Omicron preliminary data is encouraging

White House chief medical advisor, Dr Fauci said on Sunday that the data starting to emerge on the Omicron variant was “a bit encouraging”. Suggestions are that the variant could be causing a milder infection. Dr Fauci is keen to point out though that this is still very early days in the collation of data on Omicron.

So the early signs are positive and markets seem to be making a move on this. Unless there is data that emerges to significantly contradict this, it looks as though the initial fears over Omicron may begin to subside. 


Corrections on Wall Street have been of a familiar magnitude

Indices have fallen back in recent weeks. However, looking at the moves on Wall Street, these moves have not been out of the ordinary. What we have seen is that these moves have been very similar to previous corrections since the pandemic.
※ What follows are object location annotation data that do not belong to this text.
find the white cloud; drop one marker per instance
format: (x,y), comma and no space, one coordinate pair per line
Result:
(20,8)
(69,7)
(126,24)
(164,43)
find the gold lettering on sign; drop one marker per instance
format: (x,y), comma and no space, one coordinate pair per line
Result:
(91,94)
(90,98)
All of these previous corrections were used as a chance to buy.

The recent correction of around -5% on the S&P 500 has been similar to the past five drawdowns on the index. These unwinding moves have also often used the rising 55 day moving average as a basis of support before moving higher once more (except for the September correction).
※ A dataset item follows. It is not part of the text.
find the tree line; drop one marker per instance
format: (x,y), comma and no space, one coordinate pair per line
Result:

VIX volatility now falling

When markets get fearful, volatility gauges will spike higher. The VIX Index measures the volatility of pricing for S&P 500 options. Higher levels of fear mean higher volatility and higher cost of premiums on options.

However, in the past two days, since fears over omicron have started to subside, we are also seeing volatility on the VIX Index reduce. This is important because high levels of volatility and fear are consistent with sharp corrections on equity markets. A falling VIX will be coming as equity markets regain their poise and start to look higher again. (The cost of options premiums fall when demand for put options reduces because traders turn positive again).
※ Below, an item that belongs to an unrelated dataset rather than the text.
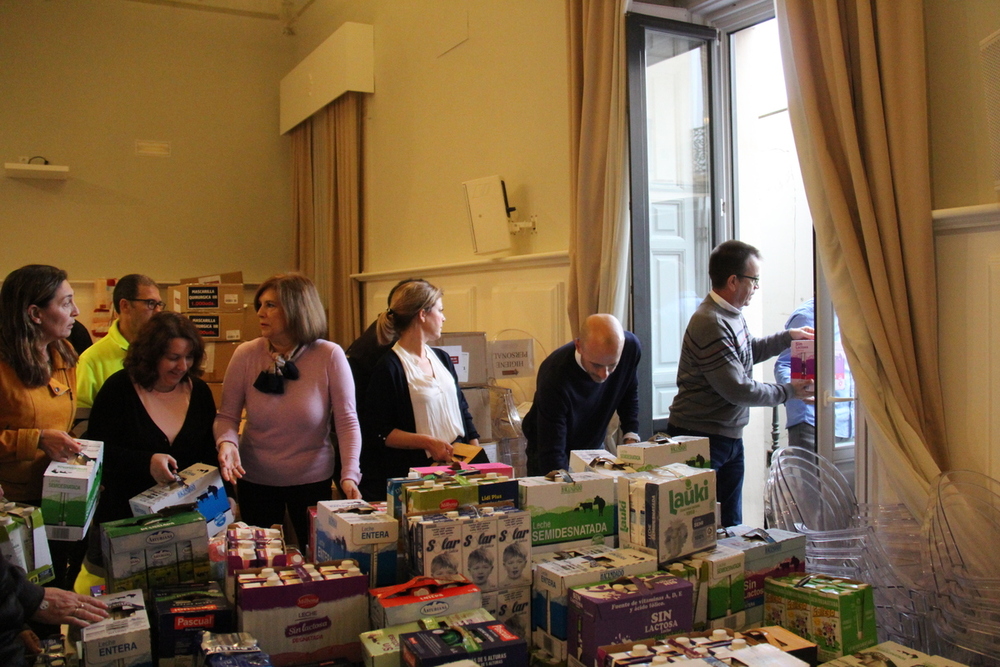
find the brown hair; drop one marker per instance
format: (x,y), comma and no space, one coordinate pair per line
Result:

Indices breaking through resistance

So what does this all mean for the indices themselves? We are now seeing indices driving higher again, breaking through resistance levels and turning corrective phases positive again.

The FTSE 100 (MT5 code: UK100) has been leading markets higher in recent sessions and was the first to decisively break higher yesterday. The move above 7180/7200 resistance on a decisive basis has changed the outlook once more. Having been corrective within the uptrend channel, the bulls are now in control for a retest of 7401 key resistance and beyond.

There is also a big base pattern that has been completed on the German DAX (MT5 code: GER30). Resistance around 15,500 has been stubborn, but the mood has now changed following yesterday’s decisive breakout. The close above 15,510 has completed a base pattern that implies between 430 ticks (on a conservative basis) and 600 ticks of upside. This would mean that upside projection targets of around 16,000 are possible. We see 15,510/15,600 as a near term band of support to buy into any near term pullbacks.